Jacobson, Mark.  The Lampshade:A Holocaust Detective Story from Buchenwald to New Orleans (2001) I can’t remember where I stumbled on this title, usually I hear an interview with an author or a read a review or something causes me to just reach out and request a book  from my local library’s website.  The day comes when I pick up the book, sometimes I just stare at it and can’t recall WHY I wanted to read it.   Not so here.
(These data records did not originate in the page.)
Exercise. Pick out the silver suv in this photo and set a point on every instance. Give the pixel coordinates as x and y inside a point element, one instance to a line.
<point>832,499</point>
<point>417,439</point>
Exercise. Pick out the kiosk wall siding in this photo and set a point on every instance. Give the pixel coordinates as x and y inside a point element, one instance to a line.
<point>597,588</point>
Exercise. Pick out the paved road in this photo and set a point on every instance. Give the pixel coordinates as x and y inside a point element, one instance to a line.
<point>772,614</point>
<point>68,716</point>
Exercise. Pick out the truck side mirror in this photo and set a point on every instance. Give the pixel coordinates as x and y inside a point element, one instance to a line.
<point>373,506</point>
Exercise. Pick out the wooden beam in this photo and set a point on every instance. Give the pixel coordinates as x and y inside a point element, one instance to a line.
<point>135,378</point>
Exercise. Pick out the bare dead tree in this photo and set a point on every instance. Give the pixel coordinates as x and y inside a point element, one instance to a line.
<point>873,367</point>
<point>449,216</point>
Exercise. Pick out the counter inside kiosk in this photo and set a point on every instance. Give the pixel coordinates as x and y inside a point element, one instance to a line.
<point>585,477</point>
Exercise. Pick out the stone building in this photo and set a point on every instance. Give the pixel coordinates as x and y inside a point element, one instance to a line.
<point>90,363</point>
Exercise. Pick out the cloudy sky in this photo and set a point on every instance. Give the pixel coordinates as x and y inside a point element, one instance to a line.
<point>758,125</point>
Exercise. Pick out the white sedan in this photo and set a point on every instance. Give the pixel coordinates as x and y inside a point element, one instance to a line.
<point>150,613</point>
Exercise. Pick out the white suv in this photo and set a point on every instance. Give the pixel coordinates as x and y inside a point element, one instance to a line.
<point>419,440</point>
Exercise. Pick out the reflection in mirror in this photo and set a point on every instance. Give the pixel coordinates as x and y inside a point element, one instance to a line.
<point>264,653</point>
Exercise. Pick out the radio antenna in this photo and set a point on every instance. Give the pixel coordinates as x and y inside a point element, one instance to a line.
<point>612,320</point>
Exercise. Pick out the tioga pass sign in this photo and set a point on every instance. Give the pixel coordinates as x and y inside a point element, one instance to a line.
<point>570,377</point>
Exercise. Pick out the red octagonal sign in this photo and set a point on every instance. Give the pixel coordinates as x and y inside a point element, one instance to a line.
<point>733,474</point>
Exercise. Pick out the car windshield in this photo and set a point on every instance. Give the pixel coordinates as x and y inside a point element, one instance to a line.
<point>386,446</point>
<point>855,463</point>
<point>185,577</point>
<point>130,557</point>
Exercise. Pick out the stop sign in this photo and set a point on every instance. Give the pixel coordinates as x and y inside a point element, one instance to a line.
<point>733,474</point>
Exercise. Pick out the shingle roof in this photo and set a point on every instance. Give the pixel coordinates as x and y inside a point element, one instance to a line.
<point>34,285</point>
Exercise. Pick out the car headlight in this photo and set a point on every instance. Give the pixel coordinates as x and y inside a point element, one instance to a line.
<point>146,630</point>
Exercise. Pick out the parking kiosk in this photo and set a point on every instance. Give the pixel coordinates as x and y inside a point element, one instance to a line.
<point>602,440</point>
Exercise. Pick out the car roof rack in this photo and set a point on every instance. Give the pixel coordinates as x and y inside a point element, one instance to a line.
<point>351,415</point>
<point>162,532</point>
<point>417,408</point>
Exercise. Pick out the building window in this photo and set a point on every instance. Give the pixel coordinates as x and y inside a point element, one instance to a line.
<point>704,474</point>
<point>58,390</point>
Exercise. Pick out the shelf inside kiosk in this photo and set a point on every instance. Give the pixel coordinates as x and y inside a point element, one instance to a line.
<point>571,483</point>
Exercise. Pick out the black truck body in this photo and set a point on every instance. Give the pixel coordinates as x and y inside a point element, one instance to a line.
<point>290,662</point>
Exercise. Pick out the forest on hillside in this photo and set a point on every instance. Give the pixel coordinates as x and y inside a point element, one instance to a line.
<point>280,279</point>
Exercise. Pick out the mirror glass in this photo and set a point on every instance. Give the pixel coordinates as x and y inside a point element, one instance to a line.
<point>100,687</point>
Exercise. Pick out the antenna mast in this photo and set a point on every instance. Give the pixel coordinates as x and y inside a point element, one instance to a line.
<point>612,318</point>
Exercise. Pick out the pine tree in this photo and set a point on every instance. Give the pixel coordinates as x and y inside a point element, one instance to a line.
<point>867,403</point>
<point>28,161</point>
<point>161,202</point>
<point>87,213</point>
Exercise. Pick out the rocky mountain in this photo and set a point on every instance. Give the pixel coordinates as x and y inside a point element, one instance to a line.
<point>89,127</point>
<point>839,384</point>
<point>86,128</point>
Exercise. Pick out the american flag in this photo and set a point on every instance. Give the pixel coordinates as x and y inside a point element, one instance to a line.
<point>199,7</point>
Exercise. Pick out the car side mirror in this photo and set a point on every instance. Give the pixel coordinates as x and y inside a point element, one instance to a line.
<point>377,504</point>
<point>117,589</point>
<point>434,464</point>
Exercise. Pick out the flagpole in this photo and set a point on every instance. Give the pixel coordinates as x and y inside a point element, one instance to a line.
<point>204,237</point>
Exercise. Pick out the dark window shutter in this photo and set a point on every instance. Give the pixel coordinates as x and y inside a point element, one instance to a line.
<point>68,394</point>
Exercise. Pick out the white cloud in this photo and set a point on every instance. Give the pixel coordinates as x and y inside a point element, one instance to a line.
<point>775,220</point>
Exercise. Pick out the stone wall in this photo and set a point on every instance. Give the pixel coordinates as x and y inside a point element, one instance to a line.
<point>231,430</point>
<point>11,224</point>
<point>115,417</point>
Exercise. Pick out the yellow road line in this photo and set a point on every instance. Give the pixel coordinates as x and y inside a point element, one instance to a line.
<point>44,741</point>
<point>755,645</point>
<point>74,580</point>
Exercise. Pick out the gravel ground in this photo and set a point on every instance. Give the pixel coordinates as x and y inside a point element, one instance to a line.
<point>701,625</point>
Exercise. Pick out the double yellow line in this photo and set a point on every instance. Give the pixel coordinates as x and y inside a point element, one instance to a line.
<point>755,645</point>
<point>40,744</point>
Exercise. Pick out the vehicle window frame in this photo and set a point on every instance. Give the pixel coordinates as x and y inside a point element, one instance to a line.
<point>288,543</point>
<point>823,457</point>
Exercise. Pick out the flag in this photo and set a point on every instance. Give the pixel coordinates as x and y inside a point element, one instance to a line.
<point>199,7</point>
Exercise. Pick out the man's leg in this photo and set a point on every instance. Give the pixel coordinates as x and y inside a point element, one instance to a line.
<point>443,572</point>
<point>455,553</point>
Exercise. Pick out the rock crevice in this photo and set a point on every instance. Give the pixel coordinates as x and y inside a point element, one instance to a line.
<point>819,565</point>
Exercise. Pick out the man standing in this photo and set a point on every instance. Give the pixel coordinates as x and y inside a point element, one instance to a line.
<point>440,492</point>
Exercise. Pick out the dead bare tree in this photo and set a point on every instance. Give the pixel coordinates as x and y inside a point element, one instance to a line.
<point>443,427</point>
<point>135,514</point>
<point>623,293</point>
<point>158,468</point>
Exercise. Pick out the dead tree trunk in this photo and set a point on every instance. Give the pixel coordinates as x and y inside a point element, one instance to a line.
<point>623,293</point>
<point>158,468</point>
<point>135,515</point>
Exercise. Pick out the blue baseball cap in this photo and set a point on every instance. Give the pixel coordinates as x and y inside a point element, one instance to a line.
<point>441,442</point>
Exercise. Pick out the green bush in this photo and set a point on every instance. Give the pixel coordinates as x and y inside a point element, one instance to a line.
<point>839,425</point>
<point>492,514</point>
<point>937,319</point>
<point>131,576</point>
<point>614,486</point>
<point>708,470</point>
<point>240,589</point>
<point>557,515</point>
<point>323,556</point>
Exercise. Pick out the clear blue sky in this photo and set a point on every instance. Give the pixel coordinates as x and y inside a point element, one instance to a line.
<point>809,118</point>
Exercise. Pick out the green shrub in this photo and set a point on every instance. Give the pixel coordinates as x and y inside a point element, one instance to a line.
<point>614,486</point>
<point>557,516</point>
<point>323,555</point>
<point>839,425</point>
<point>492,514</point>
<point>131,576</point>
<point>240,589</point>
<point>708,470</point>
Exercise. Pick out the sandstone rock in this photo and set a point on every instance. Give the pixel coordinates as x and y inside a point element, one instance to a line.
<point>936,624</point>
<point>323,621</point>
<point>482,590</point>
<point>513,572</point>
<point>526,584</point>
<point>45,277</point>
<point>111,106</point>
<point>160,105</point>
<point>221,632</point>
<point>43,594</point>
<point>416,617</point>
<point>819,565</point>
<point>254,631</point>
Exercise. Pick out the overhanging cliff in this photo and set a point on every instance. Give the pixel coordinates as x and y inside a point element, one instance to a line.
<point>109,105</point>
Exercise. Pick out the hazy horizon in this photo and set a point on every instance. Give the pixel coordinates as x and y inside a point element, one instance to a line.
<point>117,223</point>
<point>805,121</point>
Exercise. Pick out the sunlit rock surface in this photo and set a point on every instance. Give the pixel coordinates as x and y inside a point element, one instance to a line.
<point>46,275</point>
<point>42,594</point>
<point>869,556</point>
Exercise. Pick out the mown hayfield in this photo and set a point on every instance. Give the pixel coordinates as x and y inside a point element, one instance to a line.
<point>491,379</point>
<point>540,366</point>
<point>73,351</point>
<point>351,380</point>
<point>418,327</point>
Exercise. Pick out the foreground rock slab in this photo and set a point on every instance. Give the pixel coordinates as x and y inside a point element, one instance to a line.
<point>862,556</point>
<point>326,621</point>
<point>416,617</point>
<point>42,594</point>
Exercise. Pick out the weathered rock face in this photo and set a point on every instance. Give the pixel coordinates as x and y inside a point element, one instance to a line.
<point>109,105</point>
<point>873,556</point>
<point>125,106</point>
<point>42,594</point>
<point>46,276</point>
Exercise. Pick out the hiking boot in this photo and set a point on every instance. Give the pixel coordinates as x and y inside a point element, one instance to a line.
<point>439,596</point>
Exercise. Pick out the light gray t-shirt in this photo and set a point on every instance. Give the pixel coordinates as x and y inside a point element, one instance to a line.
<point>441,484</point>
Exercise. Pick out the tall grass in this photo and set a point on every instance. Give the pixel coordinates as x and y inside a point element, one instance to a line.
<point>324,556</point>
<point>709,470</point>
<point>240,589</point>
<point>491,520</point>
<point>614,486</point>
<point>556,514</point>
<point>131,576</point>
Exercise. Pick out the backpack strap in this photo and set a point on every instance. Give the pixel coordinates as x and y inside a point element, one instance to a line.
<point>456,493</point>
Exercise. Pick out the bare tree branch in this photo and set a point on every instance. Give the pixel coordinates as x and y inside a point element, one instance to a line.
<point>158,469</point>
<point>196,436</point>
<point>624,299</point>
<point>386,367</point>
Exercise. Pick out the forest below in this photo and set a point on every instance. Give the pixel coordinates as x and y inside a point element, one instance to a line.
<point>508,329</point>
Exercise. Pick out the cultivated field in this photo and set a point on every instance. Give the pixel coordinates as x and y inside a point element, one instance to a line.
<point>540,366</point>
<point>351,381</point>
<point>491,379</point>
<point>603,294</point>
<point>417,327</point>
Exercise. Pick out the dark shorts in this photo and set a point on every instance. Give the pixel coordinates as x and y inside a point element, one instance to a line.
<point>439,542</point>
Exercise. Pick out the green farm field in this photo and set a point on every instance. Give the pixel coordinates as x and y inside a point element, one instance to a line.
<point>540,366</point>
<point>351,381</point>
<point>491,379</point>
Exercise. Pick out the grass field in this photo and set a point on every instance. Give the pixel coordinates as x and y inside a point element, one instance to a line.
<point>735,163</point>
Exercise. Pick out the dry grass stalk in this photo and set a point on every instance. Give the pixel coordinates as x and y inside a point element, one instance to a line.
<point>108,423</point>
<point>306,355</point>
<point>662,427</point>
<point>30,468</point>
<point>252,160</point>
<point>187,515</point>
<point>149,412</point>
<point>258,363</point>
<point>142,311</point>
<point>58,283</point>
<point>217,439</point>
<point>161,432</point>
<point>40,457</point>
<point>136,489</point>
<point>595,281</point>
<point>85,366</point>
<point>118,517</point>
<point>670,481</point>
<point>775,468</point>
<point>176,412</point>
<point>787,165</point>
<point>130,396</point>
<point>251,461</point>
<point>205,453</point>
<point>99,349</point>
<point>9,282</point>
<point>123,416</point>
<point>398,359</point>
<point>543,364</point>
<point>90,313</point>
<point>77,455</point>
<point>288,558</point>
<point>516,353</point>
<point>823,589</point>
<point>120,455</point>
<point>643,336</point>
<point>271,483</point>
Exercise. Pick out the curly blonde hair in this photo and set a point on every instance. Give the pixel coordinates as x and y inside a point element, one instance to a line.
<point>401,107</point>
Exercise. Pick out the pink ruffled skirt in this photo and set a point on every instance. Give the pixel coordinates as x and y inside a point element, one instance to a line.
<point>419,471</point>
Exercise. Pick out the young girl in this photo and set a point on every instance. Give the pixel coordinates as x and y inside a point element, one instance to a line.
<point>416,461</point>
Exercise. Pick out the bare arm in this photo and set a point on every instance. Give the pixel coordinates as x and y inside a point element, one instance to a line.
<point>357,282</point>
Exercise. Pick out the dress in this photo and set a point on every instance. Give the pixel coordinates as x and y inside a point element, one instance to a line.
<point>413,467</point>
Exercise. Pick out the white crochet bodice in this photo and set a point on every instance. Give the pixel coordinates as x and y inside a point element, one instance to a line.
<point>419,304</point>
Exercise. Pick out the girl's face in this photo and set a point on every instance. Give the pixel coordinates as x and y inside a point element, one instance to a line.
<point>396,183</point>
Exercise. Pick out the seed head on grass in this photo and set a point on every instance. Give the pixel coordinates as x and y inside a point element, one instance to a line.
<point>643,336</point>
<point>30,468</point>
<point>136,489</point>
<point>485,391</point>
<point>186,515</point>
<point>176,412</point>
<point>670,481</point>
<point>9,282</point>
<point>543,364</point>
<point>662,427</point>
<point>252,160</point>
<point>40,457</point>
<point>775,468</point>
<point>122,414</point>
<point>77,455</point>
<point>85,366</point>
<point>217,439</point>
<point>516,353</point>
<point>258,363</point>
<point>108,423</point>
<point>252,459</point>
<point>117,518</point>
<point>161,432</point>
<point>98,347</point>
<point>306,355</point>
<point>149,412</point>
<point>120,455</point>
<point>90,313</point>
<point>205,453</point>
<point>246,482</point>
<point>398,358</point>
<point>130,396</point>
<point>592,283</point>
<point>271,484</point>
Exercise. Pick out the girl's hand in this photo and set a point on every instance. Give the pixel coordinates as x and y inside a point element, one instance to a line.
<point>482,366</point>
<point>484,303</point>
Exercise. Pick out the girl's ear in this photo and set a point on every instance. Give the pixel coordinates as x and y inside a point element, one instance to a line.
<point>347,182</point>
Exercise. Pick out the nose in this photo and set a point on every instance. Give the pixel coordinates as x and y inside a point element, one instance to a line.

I knew WHY I wanted to read it, I just had to work myself up to it, the book sat on my desk for nearly two weeks before I read it in one long gulp.   The book smacks of a topics I  find interest in: history, research, ‘antiques’, Katrina; but here they were all balled up in what I had to get over was another Holocaust book.  Years back I had read my fill of Holocaust books, and some of those STAY with you forever, so I really wasn’t looking forward to another one.   Jacobson’s Lampshade occupies a small DMZ, where the compelling study of one unique object is shown to have threads tying it to what one would think are a wide range of disparate places, people and time periods.  Jacobson examines the iconography and history of this horrific object from every conceivable angle and presents it in a fascinating manner, by the end of his journey one feels as he does quite protective about it.   It’s a great book, I am glad I read it. This one will stay with me but not in the same stomach knotting ways other books have.